Forer pour confirmer : un programme de sondages ambitieux

Le BRGM a prévu la réalisation de trois forages exploratoires, chacun d’une profondeur de 1 500 mètres. Ces forages seront réalisés dans les trois zones identifiées comme les plus prometteuses : entre le lac Dziani et les maars de Moya, sur la plage de l’aéroport, et au centre de l’île. Ces trois zones ont été confirmées comme prioritaires lors des analyses menées entre 2018 et 2022.

Chacun de ces forages sera équipé d’un cuvelage spécifique, avec une colonne de 7’’ jusqu’à 800 mètres de profondeur, puis un diamètre de 6’’1/8 dans la section la plus profonde. Ces caractéristiques ont été définies dans le cadre des études de faisabilité réalisées entre 2021 et 2022.

L’objectif de ces forages est de recueillir des données cruciales qui ne peuvent être obtenues par les seules investigations de surface. En traversant les couches géologiques et les fractures, ces sondages permettront de mesurer directement la température des fluides en profondeur, de prélever des échantillons pour analyser leur composition chimique, et de déterminer la perméabilité des roches du réservoir.

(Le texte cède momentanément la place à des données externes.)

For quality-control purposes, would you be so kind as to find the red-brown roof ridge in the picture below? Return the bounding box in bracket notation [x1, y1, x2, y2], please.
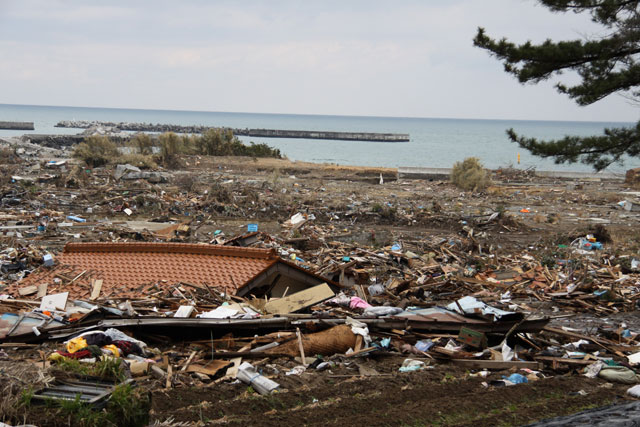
[64, 242, 276, 259]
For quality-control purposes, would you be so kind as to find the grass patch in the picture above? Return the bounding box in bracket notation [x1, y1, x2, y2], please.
[51, 356, 126, 381]
[18, 386, 34, 408]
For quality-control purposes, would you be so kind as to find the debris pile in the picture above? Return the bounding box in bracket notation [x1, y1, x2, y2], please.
[3, 137, 640, 424]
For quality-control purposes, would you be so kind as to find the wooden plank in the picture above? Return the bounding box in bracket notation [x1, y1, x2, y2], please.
[354, 335, 364, 352]
[296, 327, 306, 365]
[264, 283, 334, 315]
[450, 359, 543, 370]
[166, 364, 173, 388]
[215, 357, 242, 383]
[0, 343, 39, 349]
[36, 283, 48, 298]
[535, 356, 594, 366]
[90, 279, 103, 301]
[345, 346, 377, 358]
[180, 350, 197, 372]
[18, 285, 38, 296]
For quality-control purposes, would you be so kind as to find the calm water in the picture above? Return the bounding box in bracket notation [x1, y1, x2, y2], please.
[0, 103, 636, 173]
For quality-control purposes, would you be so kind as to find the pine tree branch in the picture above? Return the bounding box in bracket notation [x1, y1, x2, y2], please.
[507, 122, 640, 170]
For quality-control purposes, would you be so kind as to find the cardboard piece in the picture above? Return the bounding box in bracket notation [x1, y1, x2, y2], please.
[264, 283, 334, 315]
[458, 327, 487, 349]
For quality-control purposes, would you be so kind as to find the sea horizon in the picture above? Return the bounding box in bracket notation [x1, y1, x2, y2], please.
[1, 102, 633, 126]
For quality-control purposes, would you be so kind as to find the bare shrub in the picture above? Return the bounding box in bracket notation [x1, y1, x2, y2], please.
[130, 133, 154, 155]
[157, 132, 184, 168]
[451, 157, 491, 191]
[73, 136, 119, 167]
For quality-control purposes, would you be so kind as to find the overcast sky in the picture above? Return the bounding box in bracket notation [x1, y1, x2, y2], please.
[0, 0, 636, 122]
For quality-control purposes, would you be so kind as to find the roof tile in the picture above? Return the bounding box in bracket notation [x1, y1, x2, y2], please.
[11, 242, 279, 299]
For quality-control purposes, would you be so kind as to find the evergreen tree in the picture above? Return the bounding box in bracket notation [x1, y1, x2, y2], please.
[474, 0, 640, 170]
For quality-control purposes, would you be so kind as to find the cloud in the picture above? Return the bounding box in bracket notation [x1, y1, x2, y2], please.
[0, 0, 635, 121]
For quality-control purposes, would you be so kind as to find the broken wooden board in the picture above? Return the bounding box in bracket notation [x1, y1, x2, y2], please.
[36, 283, 48, 298]
[186, 360, 233, 376]
[18, 285, 38, 296]
[90, 279, 103, 301]
[264, 283, 334, 315]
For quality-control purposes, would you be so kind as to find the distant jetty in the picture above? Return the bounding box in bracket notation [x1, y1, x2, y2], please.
[55, 120, 409, 142]
[0, 121, 34, 130]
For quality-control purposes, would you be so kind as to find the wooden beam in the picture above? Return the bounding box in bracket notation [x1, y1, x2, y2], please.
[450, 359, 543, 370]
[264, 283, 334, 315]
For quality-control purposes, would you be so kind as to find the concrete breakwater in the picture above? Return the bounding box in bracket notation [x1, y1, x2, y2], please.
[55, 120, 409, 142]
[0, 121, 34, 130]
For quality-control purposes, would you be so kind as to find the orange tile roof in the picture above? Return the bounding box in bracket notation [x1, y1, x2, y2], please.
[13, 242, 279, 299]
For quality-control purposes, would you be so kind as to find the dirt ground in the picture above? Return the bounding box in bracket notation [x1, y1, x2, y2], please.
[148, 359, 629, 426]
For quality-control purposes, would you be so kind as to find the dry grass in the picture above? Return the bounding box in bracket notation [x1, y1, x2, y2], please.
[0, 360, 52, 423]
[0, 147, 19, 164]
[116, 153, 157, 169]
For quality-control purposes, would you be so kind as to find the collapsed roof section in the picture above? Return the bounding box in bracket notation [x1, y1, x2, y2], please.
[15, 242, 337, 299]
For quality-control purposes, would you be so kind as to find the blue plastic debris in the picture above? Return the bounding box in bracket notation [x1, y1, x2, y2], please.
[66, 215, 86, 223]
[414, 339, 434, 352]
[247, 223, 258, 232]
[342, 256, 351, 262]
[503, 373, 528, 384]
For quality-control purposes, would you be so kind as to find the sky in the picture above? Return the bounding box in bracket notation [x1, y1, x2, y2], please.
[0, 0, 637, 122]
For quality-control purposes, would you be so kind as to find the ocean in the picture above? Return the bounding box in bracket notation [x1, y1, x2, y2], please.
[0, 103, 636, 173]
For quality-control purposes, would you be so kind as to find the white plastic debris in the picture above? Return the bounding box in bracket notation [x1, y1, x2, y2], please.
[237, 362, 280, 395]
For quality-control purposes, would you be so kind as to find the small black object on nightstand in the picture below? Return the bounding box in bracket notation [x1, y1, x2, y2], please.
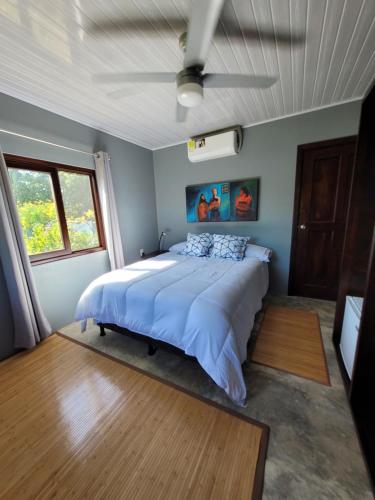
[141, 250, 168, 260]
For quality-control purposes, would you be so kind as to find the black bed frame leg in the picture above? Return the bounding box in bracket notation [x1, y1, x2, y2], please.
[148, 343, 157, 356]
[99, 325, 106, 337]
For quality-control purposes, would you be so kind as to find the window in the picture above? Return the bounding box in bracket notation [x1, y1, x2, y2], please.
[6, 154, 105, 264]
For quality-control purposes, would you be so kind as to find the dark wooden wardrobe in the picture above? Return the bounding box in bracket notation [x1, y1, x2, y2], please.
[333, 83, 375, 488]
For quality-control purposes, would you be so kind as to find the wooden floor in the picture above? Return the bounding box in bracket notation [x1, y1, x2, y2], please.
[0, 335, 268, 500]
[251, 306, 330, 385]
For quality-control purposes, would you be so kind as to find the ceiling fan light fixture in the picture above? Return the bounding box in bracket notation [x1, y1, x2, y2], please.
[177, 82, 203, 108]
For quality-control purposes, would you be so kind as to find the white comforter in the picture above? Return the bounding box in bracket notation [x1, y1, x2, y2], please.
[75, 253, 268, 405]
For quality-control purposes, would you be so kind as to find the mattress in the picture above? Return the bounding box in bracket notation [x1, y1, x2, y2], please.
[75, 252, 269, 405]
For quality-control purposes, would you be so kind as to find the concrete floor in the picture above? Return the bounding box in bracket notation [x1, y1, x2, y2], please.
[60, 296, 373, 499]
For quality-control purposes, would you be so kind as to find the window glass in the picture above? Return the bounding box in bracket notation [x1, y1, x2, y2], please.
[58, 171, 99, 251]
[8, 168, 64, 255]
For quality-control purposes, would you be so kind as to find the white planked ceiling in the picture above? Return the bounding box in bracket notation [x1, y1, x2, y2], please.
[0, 0, 374, 150]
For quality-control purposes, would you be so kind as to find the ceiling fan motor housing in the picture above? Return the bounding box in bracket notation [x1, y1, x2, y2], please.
[177, 67, 203, 108]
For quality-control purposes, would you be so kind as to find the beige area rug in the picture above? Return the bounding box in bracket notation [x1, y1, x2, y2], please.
[251, 305, 330, 385]
[0, 334, 268, 500]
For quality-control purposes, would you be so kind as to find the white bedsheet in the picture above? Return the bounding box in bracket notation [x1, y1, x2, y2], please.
[75, 253, 268, 405]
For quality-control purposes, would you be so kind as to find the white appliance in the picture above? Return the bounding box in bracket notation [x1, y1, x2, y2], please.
[340, 295, 363, 379]
[187, 127, 243, 163]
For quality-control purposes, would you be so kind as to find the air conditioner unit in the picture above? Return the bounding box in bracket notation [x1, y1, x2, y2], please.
[187, 126, 243, 163]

Des objectifs clairs pour ces sondages

Les forages exploratoires viseront à confirmer les paramètres critiques de la ressource géothermale :

  • La température réelle des fluides, avec une précision permettant de valider les estimations par géothermométrie.
  • La composition chimique des fluides, essentielle pour déterminer leur origine et leur potentiel de production.
  • La perméabilité des roches, un facteur déterminant pour évaluer la capacité de production d’électricité du réservoir.
  • Le débit des fluides, permettant de calculer la capacité de production énergétique potentielle.

Ces sondages permettront de passer de l’hypothèse à la certitude, en offrant une vision claire de la ressource géothermale de Petite-Terre.


RESSOURCE À CONSULTER :

RAPPORT FINAL – Exploration des potentielles ressources géothermiques profondes de Petite Terre (Mayotte)


 

Si les sondages confirment les prévisions, la géothermie pourrait transformer le mix énergétique de Mayotte, réduisant la dépendance aux énergies fossiles et augmentant la part des énergies renouvelables. La géothermie, source d’énergie continue et stable, pourrait devenir un pilier de l’autonomie énergétique de l’île.